My system consists of
55 molecules of CO2
38 molecules of N2
3 molecules of O2
One large molecule of MCM-41 (mostly frozen but with mobile surface
groups) consisting of 4284 atoms.
My take on this was that the gas molecules were in small supply
compared to the other part of the system so I should avoid using
separate thermostats. Was I mistaken in making this assumption?

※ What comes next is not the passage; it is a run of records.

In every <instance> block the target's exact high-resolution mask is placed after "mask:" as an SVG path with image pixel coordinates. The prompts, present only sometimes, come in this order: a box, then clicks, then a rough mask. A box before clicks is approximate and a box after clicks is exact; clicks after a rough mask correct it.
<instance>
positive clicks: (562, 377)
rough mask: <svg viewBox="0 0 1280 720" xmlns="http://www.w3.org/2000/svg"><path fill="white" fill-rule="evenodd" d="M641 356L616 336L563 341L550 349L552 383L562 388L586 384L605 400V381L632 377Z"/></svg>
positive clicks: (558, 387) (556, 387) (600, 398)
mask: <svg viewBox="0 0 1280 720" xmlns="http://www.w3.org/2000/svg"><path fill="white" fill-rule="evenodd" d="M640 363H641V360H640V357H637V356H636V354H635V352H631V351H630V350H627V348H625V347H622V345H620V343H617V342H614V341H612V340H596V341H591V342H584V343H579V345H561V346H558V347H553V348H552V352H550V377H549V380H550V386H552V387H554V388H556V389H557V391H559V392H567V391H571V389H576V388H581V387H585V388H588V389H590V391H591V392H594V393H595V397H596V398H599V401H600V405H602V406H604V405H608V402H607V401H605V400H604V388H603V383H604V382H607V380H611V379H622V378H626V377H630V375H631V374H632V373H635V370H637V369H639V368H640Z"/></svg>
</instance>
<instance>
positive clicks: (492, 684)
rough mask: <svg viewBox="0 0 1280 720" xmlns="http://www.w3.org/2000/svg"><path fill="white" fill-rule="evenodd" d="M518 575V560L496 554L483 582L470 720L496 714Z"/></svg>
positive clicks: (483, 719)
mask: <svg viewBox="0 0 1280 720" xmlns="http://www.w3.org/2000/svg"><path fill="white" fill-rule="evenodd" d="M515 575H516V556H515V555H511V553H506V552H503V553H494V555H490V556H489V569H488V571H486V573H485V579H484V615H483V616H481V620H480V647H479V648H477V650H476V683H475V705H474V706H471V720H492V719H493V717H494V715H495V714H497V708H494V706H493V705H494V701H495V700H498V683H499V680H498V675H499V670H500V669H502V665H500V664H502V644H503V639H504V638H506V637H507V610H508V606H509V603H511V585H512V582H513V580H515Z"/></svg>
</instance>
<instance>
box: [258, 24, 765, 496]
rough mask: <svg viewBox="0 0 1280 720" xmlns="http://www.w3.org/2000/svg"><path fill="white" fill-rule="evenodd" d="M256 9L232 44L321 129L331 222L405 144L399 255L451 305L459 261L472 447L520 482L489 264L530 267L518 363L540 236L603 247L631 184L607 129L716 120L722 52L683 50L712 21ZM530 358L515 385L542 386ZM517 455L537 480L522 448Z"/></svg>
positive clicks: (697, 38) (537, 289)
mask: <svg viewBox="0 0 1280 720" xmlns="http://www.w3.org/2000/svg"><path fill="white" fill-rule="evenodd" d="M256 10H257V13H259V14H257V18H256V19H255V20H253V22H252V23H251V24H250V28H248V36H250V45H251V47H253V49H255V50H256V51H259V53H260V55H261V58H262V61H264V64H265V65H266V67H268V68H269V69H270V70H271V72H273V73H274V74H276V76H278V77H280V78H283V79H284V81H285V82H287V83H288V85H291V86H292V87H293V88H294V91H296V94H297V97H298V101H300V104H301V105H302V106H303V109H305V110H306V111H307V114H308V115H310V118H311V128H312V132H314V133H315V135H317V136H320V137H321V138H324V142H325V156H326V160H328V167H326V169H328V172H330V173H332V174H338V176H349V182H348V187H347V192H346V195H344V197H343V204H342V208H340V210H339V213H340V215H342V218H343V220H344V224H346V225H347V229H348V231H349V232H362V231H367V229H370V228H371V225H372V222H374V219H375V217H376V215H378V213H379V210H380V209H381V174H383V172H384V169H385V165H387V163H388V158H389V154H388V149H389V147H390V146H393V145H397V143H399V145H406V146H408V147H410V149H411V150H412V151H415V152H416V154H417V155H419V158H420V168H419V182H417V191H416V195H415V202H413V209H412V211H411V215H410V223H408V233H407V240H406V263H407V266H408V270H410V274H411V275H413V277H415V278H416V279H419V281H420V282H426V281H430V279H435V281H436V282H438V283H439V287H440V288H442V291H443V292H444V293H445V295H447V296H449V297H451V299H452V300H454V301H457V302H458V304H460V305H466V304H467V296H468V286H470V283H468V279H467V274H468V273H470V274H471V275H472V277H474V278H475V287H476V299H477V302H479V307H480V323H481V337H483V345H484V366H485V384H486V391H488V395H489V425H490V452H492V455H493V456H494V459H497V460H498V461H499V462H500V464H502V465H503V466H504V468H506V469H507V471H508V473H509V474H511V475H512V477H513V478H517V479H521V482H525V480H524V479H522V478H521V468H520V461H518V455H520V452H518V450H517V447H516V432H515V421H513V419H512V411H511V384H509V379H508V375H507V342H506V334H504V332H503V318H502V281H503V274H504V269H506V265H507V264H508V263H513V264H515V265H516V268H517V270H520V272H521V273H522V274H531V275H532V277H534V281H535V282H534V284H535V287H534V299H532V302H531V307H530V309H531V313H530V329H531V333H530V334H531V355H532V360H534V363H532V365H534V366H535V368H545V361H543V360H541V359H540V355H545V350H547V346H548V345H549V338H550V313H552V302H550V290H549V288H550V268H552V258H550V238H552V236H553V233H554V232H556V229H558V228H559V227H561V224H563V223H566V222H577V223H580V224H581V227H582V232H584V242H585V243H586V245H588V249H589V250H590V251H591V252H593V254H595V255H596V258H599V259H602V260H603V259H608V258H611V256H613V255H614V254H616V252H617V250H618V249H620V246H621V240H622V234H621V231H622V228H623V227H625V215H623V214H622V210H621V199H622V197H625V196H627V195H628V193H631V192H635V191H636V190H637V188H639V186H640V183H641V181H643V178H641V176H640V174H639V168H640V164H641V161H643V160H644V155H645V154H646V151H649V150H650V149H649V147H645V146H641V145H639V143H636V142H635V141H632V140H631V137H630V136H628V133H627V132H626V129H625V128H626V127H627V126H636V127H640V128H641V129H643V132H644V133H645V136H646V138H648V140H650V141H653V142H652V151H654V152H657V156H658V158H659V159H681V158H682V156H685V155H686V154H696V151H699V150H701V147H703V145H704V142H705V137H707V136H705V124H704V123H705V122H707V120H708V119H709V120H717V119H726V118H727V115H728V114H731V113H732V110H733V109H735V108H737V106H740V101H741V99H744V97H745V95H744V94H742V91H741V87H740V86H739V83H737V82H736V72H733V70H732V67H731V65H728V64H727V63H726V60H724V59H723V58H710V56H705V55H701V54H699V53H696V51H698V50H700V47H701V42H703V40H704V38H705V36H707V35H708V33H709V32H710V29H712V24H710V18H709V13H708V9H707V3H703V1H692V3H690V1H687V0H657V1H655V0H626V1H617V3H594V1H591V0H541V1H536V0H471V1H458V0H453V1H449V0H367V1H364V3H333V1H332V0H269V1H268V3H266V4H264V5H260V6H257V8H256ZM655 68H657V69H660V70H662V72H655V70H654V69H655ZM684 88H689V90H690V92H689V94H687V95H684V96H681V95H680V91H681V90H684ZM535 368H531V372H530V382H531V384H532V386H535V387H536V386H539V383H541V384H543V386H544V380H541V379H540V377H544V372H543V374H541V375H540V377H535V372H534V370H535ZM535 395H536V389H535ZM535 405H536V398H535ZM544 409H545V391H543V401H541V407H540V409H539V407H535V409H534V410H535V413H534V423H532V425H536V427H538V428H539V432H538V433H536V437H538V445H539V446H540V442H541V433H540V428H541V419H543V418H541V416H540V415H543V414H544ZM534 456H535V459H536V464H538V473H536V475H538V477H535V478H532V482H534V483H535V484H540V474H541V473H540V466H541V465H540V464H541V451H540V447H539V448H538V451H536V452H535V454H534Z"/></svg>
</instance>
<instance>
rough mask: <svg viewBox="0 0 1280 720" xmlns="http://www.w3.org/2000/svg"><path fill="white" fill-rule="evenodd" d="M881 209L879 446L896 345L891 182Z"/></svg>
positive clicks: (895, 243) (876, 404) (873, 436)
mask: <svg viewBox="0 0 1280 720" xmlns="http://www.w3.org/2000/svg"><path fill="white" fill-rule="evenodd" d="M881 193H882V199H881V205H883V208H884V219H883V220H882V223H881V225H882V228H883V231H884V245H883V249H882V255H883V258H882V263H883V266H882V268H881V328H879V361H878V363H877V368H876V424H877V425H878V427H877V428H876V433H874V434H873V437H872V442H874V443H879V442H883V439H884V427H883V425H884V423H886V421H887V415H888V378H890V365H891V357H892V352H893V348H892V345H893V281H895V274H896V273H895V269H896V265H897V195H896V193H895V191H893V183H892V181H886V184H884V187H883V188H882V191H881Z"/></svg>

Is there any feeling for what "sufficient size" as referred to above
is? Does anyone know of any papers I could reference in my explanation?
Any comments welcome
Thanks
Jenny
Quoting Mark Abraham <Mark.Abraham at anu.edu.au>:
> On 8/03/2011 2:50 AM, Jennifer Williams wrote:
>> Hi,
>>
>> I simulated the diffusion of small gases (CO2, N2) in a framework
>> structure which was mostly frozen with some mobile surface groups.

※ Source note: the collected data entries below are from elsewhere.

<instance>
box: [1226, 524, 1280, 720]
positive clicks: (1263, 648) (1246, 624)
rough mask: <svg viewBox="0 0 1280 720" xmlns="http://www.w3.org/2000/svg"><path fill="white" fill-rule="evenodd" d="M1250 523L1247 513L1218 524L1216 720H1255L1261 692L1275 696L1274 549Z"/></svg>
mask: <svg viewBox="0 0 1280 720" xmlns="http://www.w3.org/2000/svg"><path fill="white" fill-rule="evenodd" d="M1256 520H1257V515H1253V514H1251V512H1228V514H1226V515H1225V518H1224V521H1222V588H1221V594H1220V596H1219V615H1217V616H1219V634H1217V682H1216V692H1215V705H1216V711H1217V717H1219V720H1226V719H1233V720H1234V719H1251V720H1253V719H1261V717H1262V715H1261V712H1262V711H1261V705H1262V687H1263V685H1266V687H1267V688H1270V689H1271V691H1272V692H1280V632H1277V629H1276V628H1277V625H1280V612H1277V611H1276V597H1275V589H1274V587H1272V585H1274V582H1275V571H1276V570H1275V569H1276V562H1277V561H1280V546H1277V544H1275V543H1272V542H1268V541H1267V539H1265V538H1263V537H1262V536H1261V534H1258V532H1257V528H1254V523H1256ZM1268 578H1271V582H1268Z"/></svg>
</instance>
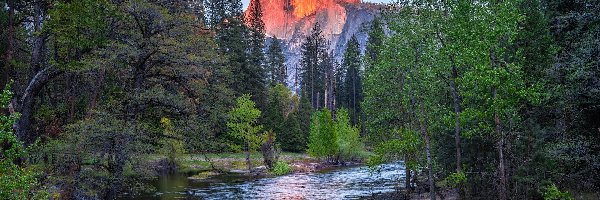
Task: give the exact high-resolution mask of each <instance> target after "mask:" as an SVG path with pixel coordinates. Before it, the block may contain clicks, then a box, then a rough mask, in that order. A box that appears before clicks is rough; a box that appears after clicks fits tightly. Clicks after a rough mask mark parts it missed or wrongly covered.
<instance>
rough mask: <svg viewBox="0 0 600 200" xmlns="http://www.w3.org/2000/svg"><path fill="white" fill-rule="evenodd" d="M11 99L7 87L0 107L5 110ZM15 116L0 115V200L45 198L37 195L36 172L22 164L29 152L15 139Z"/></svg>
mask: <svg viewBox="0 0 600 200" xmlns="http://www.w3.org/2000/svg"><path fill="white" fill-rule="evenodd" d="M11 99H12V92H10V85H9V86H7V87H6V88H5V89H4V90H2V93H0V108H7V107H8V103H9V102H10V100H11ZM17 118H18V114H11V115H8V116H5V115H1V116H0V144H2V145H1V147H0V199H19V200H21V199H23V200H24V199H45V198H47V197H46V194H45V193H44V192H38V191H37V190H38V189H39V183H38V180H37V176H38V173H37V172H36V171H34V170H33V169H32V168H31V167H29V166H28V164H27V163H24V162H25V161H24V160H25V158H26V156H27V155H28V152H29V150H28V149H25V147H24V146H23V143H22V142H21V141H19V140H18V139H17V137H16V136H15V134H14V133H13V131H12V125H13V124H14V123H15V121H16V120H17Z"/></svg>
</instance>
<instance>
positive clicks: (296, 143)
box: [263, 84, 306, 152]
mask: <svg viewBox="0 0 600 200" xmlns="http://www.w3.org/2000/svg"><path fill="white" fill-rule="evenodd" d="M268 92H269V95H268V100H269V104H268V105H267V108H266V110H265V115H264V118H263V122H264V125H265V129H270V130H273V131H275V132H276V133H277V137H278V140H277V143H279V144H281V148H282V149H283V150H285V151H294V152H299V151H302V150H304V149H305V148H306V139H305V134H306V133H303V132H302V130H301V129H300V121H299V120H298V104H299V102H298V97H297V96H295V95H293V94H292V91H291V90H290V89H289V88H287V87H285V86H284V85H283V84H276V85H275V86H273V87H271V88H270V89H269V91H268Z"/></svg>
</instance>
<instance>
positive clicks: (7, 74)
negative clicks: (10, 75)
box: [0, 0, 15, 89]
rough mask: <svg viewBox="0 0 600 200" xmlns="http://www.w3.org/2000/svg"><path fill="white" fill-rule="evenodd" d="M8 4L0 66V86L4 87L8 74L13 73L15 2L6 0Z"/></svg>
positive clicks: (14, 39)
mask: <svg viewBox="0 0 600 200" xmlns="http://www.w3.org/2000/svg"><path fill="white" fill-rule="evenodd" d="M6 3H7V5H8V21H7V25H8V27H7V30H6V43H7V44H6V50H5V54H4V62H3V63H4V66H0V67H1V68H0V69H1V70H2V76H1V77H0V86H1V87H2V88H0V89H4V88H5V87H6V84H8V82H9V81H10V75H11V74H12V73H13V72H12V71H13V66H12V64H11V61H12V59H13V53H14V46H15V45H14V43H15V29H14V23H15V5H14V4H15V3H14V0H7V1H6Z"/></svg>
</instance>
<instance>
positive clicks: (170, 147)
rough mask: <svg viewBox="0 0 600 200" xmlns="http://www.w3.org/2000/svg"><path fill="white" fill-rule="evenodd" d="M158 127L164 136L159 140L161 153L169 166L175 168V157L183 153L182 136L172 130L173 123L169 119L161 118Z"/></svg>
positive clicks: (183, 147)
mask: <svg viewBox="0 0 600 200" xmlns="http://www.w3.org/2000/svg"><path fill="white" fill-rule="evenodd" d="M160 125H161V127H162V128H163V134H164V138H163V139H162V140H161V145H162V149H161V153H162V154H163V155H165V156H167V161H168V162H169V164H170V165H171V166H176V165H177V157H178V156H180V155H182V154H184V153H185V147H184V145H185V144H184V142H183V140H182V135H181V134H180V133H179V132H178V131H177V130H175V129H174V127H173V122H171V120H170V119H169V118H166V117H163V118H161V119H160Z"/></svg>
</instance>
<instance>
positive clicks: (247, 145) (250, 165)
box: [246, 142, 252, 173]
mask: <svg viewBox="0 0 600 200" xmlns="http://www.w3.org/2000/svg"><path fill="white" fill-rule="evenodd" d="M246 164H247V165H248V173H252V160H251V159H250V142H246Z"/></svg>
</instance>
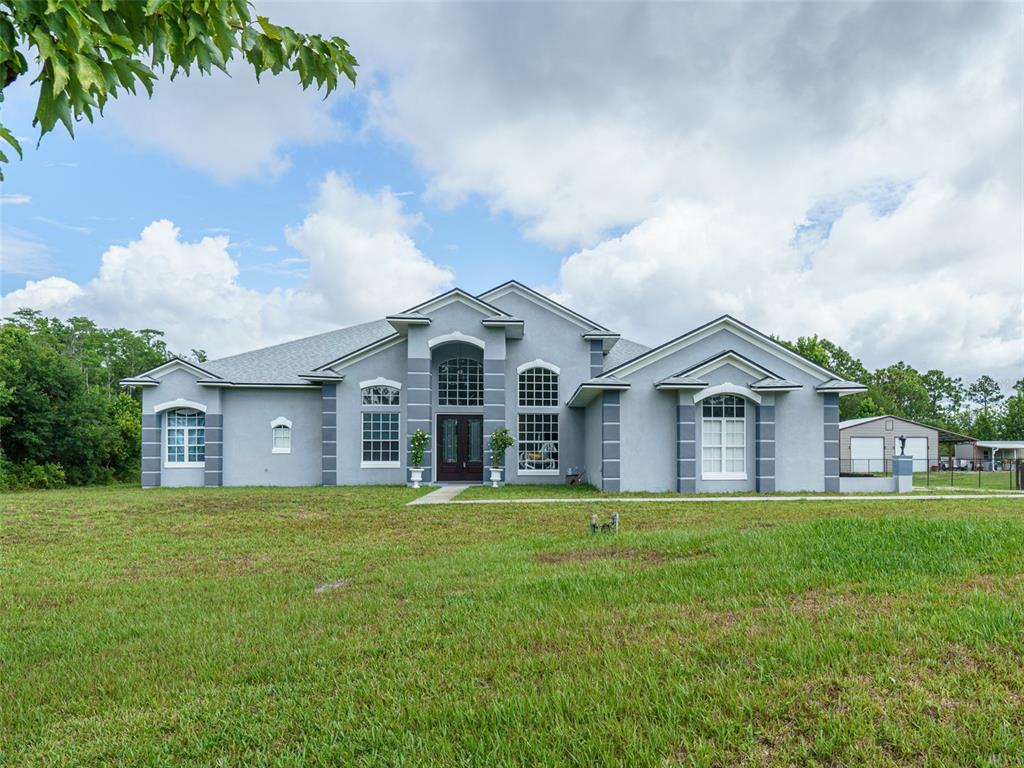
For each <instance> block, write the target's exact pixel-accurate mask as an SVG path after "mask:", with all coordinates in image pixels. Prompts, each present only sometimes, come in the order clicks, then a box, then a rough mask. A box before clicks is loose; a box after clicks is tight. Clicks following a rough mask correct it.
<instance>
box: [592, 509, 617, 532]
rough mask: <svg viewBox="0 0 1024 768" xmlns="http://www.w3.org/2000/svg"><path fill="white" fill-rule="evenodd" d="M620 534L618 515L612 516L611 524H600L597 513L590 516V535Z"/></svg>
mask: <svg viewBox="0 0 1024 768" xmlns="http://www.w3.org/2000/svg"><path fill="white" fill-rule="evenodd" d="M617 532H618V513H617V512H615V513H614V514H612V515H611V522H603V523H601V522H598V520H597V512H595V513H594V514H592V515H591V516H590V535H591V536H594V535H595V534H617Z"/></svg>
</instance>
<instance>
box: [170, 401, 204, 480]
mask: <svg viewBox="0 0 1024 768" xmlns="http://www.w3.org/2000/svg"><path fill="white" fill-rule="evenodd" d="M165 418H166V420H167V433H166V434H167V455H166V457H167V461H166V464H167V465H168V466H174V467H187V466H201V465H202V464H203V463H204V462H205V461H206V414H204V413H202V412H201V411H189V410H185V409H175V410H174V411H168V412H167V414H166V416H165Z"/></svg>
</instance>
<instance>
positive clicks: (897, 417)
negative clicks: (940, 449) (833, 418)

>> I applied a temperature thermostat to the entire system (i.e I
>> didn't couple the gas molecules and framework separately). I have
>> now been asked the following by a reviewer:
>>
>> "Please comment on any artefacts that might arise as a result of
>> non-equipartition of energies. For example, what is the calculated
>> temperature of each of the gas species and mobile species?"
>>
>> I have tried to explore the temperature of each species separately
>> but g_energy will only give me the energy of the system as a whole.
>> Are there any other tools within gromacs to look at the
>> temperature of each species in turn from the md runs I already have?
>>
>> Does anyone have a suggestion as to how I can address the
>> reviewer's comment and proove that using one thermostat for the
>> whole system is OK (that is what I am hoping!). Is there anything
>> in particular that I should be looking closely at?
>
> g_energy can only report the global temperature as saved in the .edr
> file, computed during the simulation. The only way of decomposing
> the temperature is to save velocities to the .trr file with nstvout.
> (Some colleagues had to do this recently.) Then, judicious use of
> trjconv to take subsets and matching topology hacking (tpbconv
> doesn't quite work) mean you can use mdrun -rerun on the subset .trr
> and matching .tpr to get a group-wise temperature. That can
> demonstrate whether temperature differentials (ie. heat flows) exist.
>
> If you didn't save velocities, you're out of luck.